Aujourd’hui, j’aimerais ne pas vous parler de cuisine, encore moins de cuisine de Noël… Surtout pas de bûche trop beurrée, pas de chapon farci de caviar et encore moins de pâté bon marché sur lequel on aurait collé une étiquette “foie gras” avec des liserets d’or partout… J’aimerais plutôt vous conseiller deux livres qu’il faut absolument NE PAS OFFRIR à Noël à votre maman déprimée par la rudesse des premiers froids : “Extrêmement fort et incroyablement près” de Jonathan Safran Foer et “Les disparus” de Daniel Mendelsohn. Néanmoins, ils peuvent être offerts à d’autres et à vous-même si vous vous souhaitez du bien.
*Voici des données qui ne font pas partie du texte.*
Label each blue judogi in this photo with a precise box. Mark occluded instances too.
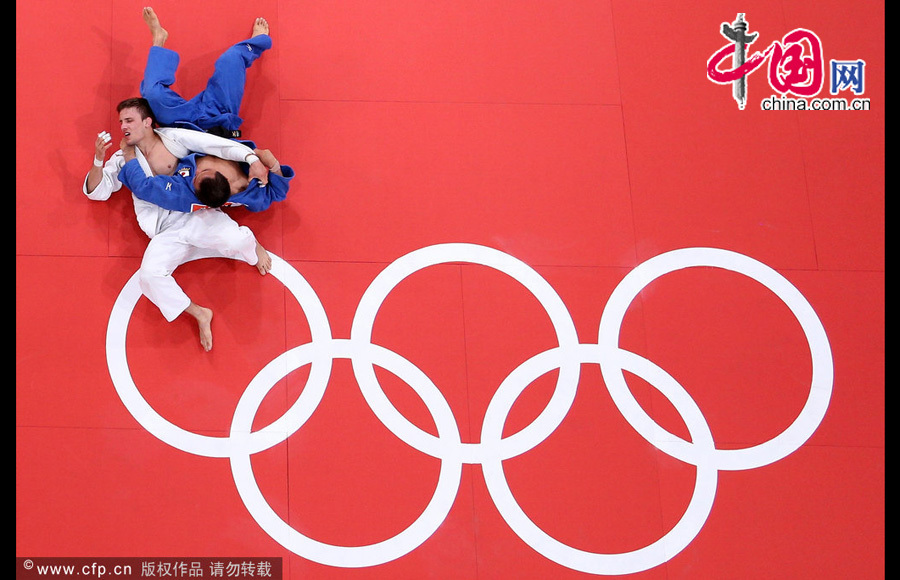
[119,142,294,213]
[141,34,272,131]
[119,34,294,212]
Extremement fort et incroyablement pres       Les disparus

Ces livres, je les ai lus à quelques semaines d’intervalle (je viens de m’inscrire à la médiathèque du coin et j’emprunte pas mal de livres en ce moment) et, par le plus grand des hasards, il se trouve que les sujets sont extrêmement proches. Au delà d’une forme complètement différente (récit documentaire autobiographique pour l’un (Mendelsohn) et roman graphique et déconstruit pour l’autre (Foer, donc)), ces romans parlent d’une disparition et des quêtes initiatiques que vont accomplir les narrateurs confrontés à ces disparitions.

Les pitchs sont assez simples à faire : Daniel Mendelsohn part mener une enquête sur son grand oncle et sa famille, disparus pendant l’Holocauste, et le héros de Foer, Oskar, poursuit le fantôme de son père, mort lors des attentats du 11 septembre 2001… Ca fait beaucoup de morts vous me direz, et vous n’aurez pas tort ! Mais, pour autant, ces livres sont loins d’être plombants et même les passages les plus tristes sont toujours illuminés d’un espoir radieux, d’une force extrêmement présente.

Bon, votre maman ne jaugerait pas bien ce clair obscur, ne jouez pas avec le feu! Mais si vous avez envie de prendre une énorme claque littéraire, n’hésitez pas. Ces deux livres sont exceptionnels !

Et avec ça, on mange quoi ?

Ah ben quand même, on mange qqchose !!!!

Parfois, après avoir lu un moment, je mange des choses sucrées de la boulangerie Cozic à Rennes. Je ne me lasse pas de leur brioche feuillettée (merci Kiki pour la découverte), de leur croûte à thé et, lorsque j’ai un GROS creux, d’un bon tigré (petit gâteau marbré fourré au chocolat noir qui nourrit bien).

Pas de site web, pas de publicité, une boutique sobre en face du TNB, des choses simples et sucrées à tomber.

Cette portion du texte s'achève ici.